God is promising that he will do a great thing through Abraham, and that this will bring great blessings to the whole world. And the starting point for that is Abraham’s faithfulness as a parent – he is chosen so that he will guide his children and household (extended family, servants etc.) in following the Lord and living in right and just ways. God’s covenantal plan to form a nation to serve and proclaim him had family ministry at its very heart!
Malachi 2:15 – “Has not the LORD made the two of you one? You belong to him in body and spirit. And why has he made you one? Because he was seeking godly offspring. So be on your guard, and do not be unfaithful to the wife of your youth.” Here God speaks to the people of Israel about divorce. God makes husband and wife “one” and their union belongs to him in body and in spirit. Breakdown of any marriage saddens God, and there are a number of Biblical passages that speak to this issue. But what is particularly interesting here is the reason God gives for making “two of you one” … it is “because he was seeking godly offpsring”. Where husband and wife are united spiritually and working together to pass on faith to their children, their influence can be deep and profound. But when become divided in spirit, there are spiritual effects on their children. Family ministry can make an important contribution to helping married couples foster their relationship, to grown together spiritually, and to deal with their marital issues and problems in healthy ways. Where divorce or breakdown occurs, congregations have a particular calling to provide spiritual support to those involved and to resource parents to nurture their children in faith in their new and challenging circumstances.

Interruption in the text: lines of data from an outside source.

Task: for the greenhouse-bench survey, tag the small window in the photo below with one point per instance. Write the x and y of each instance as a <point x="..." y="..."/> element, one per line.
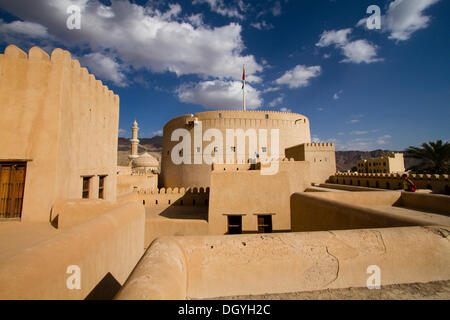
<point x="264" y="224"/>
<point x="234" y="224"/>
<point x="86" y="184"/>
<point x="101" y="187"/>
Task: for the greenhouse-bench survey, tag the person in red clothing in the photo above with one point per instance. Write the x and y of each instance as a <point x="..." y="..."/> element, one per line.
<point x="408" y="185"/>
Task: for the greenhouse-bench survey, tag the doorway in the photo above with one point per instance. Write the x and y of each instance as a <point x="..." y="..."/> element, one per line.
<point x="12" y="184"/>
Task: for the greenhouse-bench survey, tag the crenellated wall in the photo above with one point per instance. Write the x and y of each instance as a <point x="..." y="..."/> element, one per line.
<point x="321" y="157"/>
<point x="60" y="120"/>
<point x="191" y="196"/>
<point x="293" y="129"/>
<point x="393" y="181"/>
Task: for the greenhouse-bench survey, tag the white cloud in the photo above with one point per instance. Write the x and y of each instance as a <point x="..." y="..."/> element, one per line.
<point x="336" y="37"/>
<point x="219" y="94"/>
<point x="360" y="51"/>
<point x="404" y="17"/>
<point x="144" y="37"/>
<point x="336" y="95"/>
<point x="263" y="25"/>
<point x="277" y="101"/>
<point x="285" y="110"/>
<point x="300" y="76"/>
<point x="271" y="89"/>
<point x="219" y="7"/>
<point x="383" y="139"/>
<point x="315" y="138"/>
<point x="104" y="67"/>
<point x="28" y="29"/>
<point x="276" y="9"/>
<point x="359" y="132"/>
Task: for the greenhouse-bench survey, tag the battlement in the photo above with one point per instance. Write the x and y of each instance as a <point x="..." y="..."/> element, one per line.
<point x="58" y="58"/>
<point x="440" y="177"/>
<point x="175" y="191"/>
<point x="319" y="144"/>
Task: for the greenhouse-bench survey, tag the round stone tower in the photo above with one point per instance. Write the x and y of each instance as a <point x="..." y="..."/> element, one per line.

Acts 2:38-39 – Peter replied, “Repent and be baptized, every one of you, in the name of Jesus Christ for the forgiveness of your sins. And you will receive the gift of the Holy Spirit. The promise is for you and your children and for all who are far off—for all whom the Lord our God will call.” Peter is addressing the crowd gathered at the first Pentecost. The promise he speaks of is the Gospel, and it is “for you and your children and for all who are far off.” Rienow calls this the “three-fold move of the Gospel”. The sequence is worth pondering on. The Gospel is given to engage our hearts, to change and enliven us. It is then to flow onto our children, and from there to the wider world. However, where parents are not invested in continuously hearing the Gospel and being transformed by it, their capacity to ‘share the promise’ with their children is diminished. It is also diminished when they give more attention and focus to those who are “far off” than to their own spiritual roles as father or mothers. The logic is this – God wants to transform parents to transform their families to transform their communities.
Ephesians 6:4 – “Fathers, do not exasperate your children; instead, bring them up in the training and instruction of the Lord.” While this verse is addressed to fathers, I believe that it applies equally to both parents, and to their spiritual partnership in the home. “Training” and “instruction” implies intentionality-over-time – the use and application of spiritual practices such as worship, prayer, service and faith-talk within the home. The absence of an intentional spritual focus within the home “exasperates” the spiritual development of children. A congregation or school can provide support for the faith nurture of children, but they can never adequately substitute for parents in the spiritual “training and instruction” of their offspring.